Un sector de la barra de Universidad de Chile protagonizó una escena lamentable, más grosera que los incidentes a que ya nos tiene habituados el fútbol chileno reciente: usaron de bengalas, se enfrentaron a guardias y carabineros, destruyeron butacas y, lo más grave,incendiaron la galería más emblemática de la hinchada: la del codo sur. Obligando incluso a detener el partido por varios minutos. El encuentro ante Audax Italiano terminó con un tibio empate 0-0, eclipsado por la violencia de unos pocos y la impotencia de muchos.
No se trata solo de vandalismo. Este acto tiene raíces más profundas: pretendió ser una protesta airada contra decisiones dirigenciales, contra el abuso de Azul Azul y la ANFP, todo con el resultado de cajón: La opinión publica condena transversalmente en vandalismo y se pierde la legitimidad de la crítica a la institucionalidad del fútbol que, pese a su manejo contrario a las normas y al sentido común, no se inmuta. Secuestrada por emprendedores centrados exclusivamente en las fortunas que han logrado amasar aprovechando la falta de contención y de límites. Mientras los clubes y la selección viven su peor momento en lo deportivo. Personajes que han sido sancionados por organismos competentes dada la ilegalidad de sus manejos financieros y no sienten vergüenza ni remordimiento.
Es un hecho que no abandonarán su posición de poder. La fuente de su provecho personal será cuidada y protegida y se valdrán de la falta de visión de algunos descarriados que delinquen sin estrategia, sin un sentido político serio de su vandalismo, sintiéndose el centro del universo, ajenos a la mirada crítica, no solo de la prensa sensacionalista, sino que también del hincha azul sensato. Un círculo vicioso que nos ha llevado a la decadencia.
En tal escenario, pierde la “U”, pierde el fútbol, perdemos todos. Salvo aquellos obnubilados con maximizar su riqueza personal que logran distraer la atención de su abuso, para continuar haciendo lo único que quieren hacer: Seguir enriqueciéndose, sin ética ni códigos.
La crítica del alcalde de Ñuñoa a la gestión del Estadio Nacional —que va desde la seguridad hasta el manejo de infraestructura y logística de grandes eventos— también pone de manifiesto una realidad incómoda: no existe un modelo nacional coherente para administrar estos espacios en toda su complejidad. Y mientras esa discusión siga relegada al fuera de juego, el fútbol seguirá pagando el costo de una incapacidad colectiva de enfrentar sus problemas estructurales.

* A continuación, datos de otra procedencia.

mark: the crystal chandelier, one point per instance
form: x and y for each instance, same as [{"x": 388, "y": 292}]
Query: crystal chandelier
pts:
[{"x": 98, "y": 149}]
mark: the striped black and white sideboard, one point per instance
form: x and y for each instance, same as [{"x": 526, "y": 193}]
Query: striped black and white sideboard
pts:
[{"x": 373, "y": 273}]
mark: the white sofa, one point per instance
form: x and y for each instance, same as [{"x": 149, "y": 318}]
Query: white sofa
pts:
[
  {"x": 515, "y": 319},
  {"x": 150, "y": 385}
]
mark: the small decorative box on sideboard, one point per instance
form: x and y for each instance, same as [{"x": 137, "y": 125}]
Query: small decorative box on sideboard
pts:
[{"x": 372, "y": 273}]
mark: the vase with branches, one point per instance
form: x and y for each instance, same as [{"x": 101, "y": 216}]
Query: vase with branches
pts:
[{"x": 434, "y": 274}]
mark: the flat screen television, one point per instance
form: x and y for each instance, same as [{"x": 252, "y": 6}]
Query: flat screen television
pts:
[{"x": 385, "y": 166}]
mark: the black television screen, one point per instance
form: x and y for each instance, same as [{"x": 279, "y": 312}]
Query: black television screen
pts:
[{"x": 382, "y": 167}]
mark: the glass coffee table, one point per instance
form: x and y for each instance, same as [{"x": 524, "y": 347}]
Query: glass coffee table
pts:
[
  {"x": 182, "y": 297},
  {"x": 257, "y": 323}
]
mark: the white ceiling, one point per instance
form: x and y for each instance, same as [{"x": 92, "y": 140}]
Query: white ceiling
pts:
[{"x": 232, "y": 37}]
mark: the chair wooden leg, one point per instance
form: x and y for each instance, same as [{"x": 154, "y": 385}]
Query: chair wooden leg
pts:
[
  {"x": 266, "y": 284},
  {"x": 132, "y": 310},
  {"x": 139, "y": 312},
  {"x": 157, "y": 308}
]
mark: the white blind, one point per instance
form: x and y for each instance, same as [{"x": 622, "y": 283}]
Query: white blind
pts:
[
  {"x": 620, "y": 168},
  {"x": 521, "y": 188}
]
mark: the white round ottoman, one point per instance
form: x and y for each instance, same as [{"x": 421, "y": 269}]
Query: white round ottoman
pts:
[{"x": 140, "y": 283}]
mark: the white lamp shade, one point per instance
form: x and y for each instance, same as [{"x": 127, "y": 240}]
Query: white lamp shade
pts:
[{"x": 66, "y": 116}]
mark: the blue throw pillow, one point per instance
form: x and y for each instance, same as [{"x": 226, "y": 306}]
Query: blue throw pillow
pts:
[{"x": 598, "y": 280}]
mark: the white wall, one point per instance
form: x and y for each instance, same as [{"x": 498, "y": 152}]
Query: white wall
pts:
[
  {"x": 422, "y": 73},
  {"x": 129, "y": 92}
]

Finalmente, la pregunta que debemos hacernos es simple: ¿queremos que el fútbol chileno sea sinónimo de fiesta y comunidad, o que nos resignamos a aceptarlo como un ring de confrontaciones y fuegos artificiales que terminan incendiando más que butacas? La respuesta de clubes, autoridades, hinchas y sociedad civil será determinante para que episodios como el del Estadio Nacional no se repitan. Sobre todo, la de los hinchas movilizados que vieron cómo se forjó y materializó este auténtico disparo en los pies, sin intervenir. Para que no se diga que si no estás con ellos estás con Azul Azul. Como si se tratara de una guerra. Permitiendo que también el fútbol funcione en clave de polarización en la que, de manera estridente, reclaman que te definas para enfrentar a un enemigo. Somos constantemente presionados para tomar posición ahí donde lo que deberíamos hacer es evaluar, negociar, dialogar, deliberar y esforzarnos por recuperar la legitimidad de aquellos rincones de nuestra comunidad que han caído en desgracia.
El fútbol es pasión, sí —pero también responsabilidad. Y el día que perdamos esa última noción, habremos incendiado no solo un estadio, sino las esperanzas de una afición entera.